3. hydraulic control system according to claim 2, it is characterized in that described design of Controller is used in response to control signal first pump and second pump being moved as the Operator's Control Unit with maximum output when its neutral position moves through about 70% range of movement.

4. hydraulic control system according to claim 3 is characterized in that, described Operator's Control Unit is first Operator's Control Unit; Described hydraulic control system comprise removable through the neutral position of associating to the range of movement of maximum position to produce second Operator's Control Unit (46) of corresponding second control signal; Described controller also is designed for: start the operation of second pump when second Operator's Control Unit moves away its neutral position in response to second control signal; And the operation that only starts first pump when its neutral position moves through about 35% range of movement in response to second control signal as second Operator's Control Unit.

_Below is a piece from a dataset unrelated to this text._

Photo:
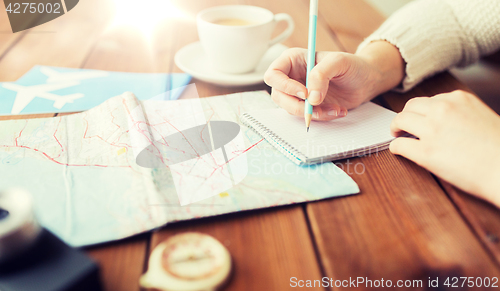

One kind the operation hydraulic system (48) method, this method comprises:

Receive the control signal of the position of indication Operator's Control Unit (46) in the range of movement from the neutral position to the maximum position;

When control signal indicates the Operator's Control Unit influences first pump (51) when moving apart neutral position in response to control signal operation; And

Only indicate the Operator's Control Unit influences second pump (53) when moving apart neutral position one prearranging quatity in response to control signal operation when control signal.

6. method according to claim 5 is characterized in that described prearranging quatity is about 35% of range of movement.

7. method according to claim 5 is characterized in that, also comprises when the Operator's Control Unit moves apart its neutral position second prearranging quatity in response to control signal first pump and second pump being moved with maximum output.

8. method according to claim 7 is characterized in that, described second prearranging quatity is about 70% of range of movement.

9. method according to claim 5 is characterized in that, also comprises:

Receive second control signal of the position of indication second Operator's Control Unit (46) in the range of movement from the neutral position to the maximum position;

When indicating second Operator's Control Unit's position to leave neutral position, second control signal influences the operation of second pump in response to second control signal; And

Only when indicating second Operator's Control Unit's position to leave neutral position one prearranging quatity, second control signal influences the operation of first pump in response to second control signal.

10. a Work machine (10) comprising:

Be designed for the power source (18) that produces power output;

Working tool (14);

Be connected in drivingly between power source and the working tool with mobile operating instrument optionally as any described hydraulic system (48) in the claim 1 to 4.